Speaking in Astana, Kazakhstan, after an OSCE forum, President Parvanov declared that back in 2008 he insisted that the escalation costs for Belene should be calculated based on an EU index, while the former Bulgarian government of his fellow Socialist Sergey Stanishev agreed to calculate them according to a Bulgarian inflation index.
Parvanov further said he "posed the question" about the escalation costs of the Belene projects as early as his February 2009 visit in Moscow.
The President also said there should be no "internal debate" in Bulgaria about the price of Belene because this would disunited "the Bulgarian camp" and will benefit the Russians, allowing them to demand more money.
The President's position nonetheless differs from that of the current center-right GERB party government since PM Borisov has made it clear he did not want to exchange one escalation cost index with another but, rather, to have the Russians agree on a final fixed price for the construction of the entire plant.

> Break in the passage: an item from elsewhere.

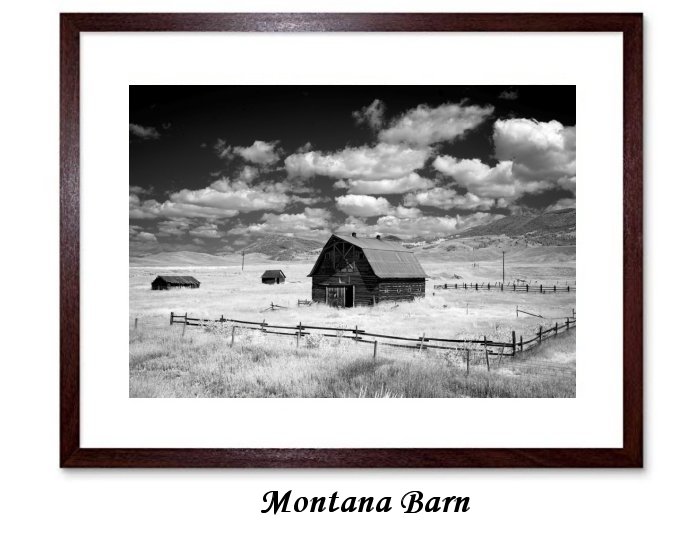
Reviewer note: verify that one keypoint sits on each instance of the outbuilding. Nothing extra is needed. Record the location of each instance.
(273, 277)
(172, 282)
(353, 271)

Thus, earlier this week Bulgaria's National Electric Company NEK and Russian state company Rosatom signed a memorandum providing for a final fixed price for the two reactors of EUR 6.298 B.
This sum is still not final since the document is not binding; a final binding agreement for the establishing of a joint company for Belene is expected to emerge in 4-5 months, according to Rosatom head Sergey Kirienko.
The other non-binding documents on Belene signed this week provided for participation in the project of Finnish company Fortum with a share of 1%, and of French company Altran Technologies with a share of 1%-25%. NEK is to keep a majority share of 51%, while Rosatom is also expected to have a share of 25%.
Serbia has expressed interest in acquiring a share of 5%-10% but the talks for that have not been finalized yet.
After it was first started in the 1980s, the construction of Bulgaria's second nuclear power plant at Belene on the Danube was stopped in the early 1990s over lack of money and environmental protests.
After selecting the Russian company Atomstroyexport, a subsidiary of Rosatom, to build a two 1000-MW reactors at Belene and signing a deal for the construction, allegedly for the price of EUR 3.997 B, with the Russians during Putin's visit to Sofia in January 2008, in September 2008, former Prime Minister Stanishev gave a formal restart of the building of Belene. At the end of 2008, German energy giant RWE was selected as a strategic foreign investor for the plant.
The Belene NPP was de facto frozen in the fall of 2009 when the previously selected strategic investor, the German company RWE, which was supposed to provide EUR 2 B in exchange for a 49% stake, pulled out.
Subsequently, in the last months of the Stanishev government in early 2009, Putin offered Bulgaria a Russian state loan of EUR 4 B, which ex PM Stanishev refused.
In late 2009, after the Borisov government took over, Rosatom offered Bulgaria a loan of EUR 2 B so that the construction can continue, in exchange for a stake in the future plant that the Bulgarian government could then buy out by returning the money. The offer was refused by the Borisov Cabinet which also made it clear it would construct the Belene plant only if an European (apparently meaning EU or Western European) strategic investor can be found.
Under Bulgaria's preliminary contract with Atomstroyexport signed in 2008, the construction of the Belene plant with two 1000-MW VVER nuclear reactors is supposed to cost EUR 3.997 B.
As the contract expired on September 30, 2010, Bulgaria and Russia decided to extend it by 6 months until they reach a final agreement on how much the construction of the Belene NPP will cost.
In mid November, the Bulgarian Energy Holding, NEK's parent company, picked HSBC, one of UK's biggest banks, for a consultant to help it decide how to proceed and attract new investors for the planned Belene nuclear power plant.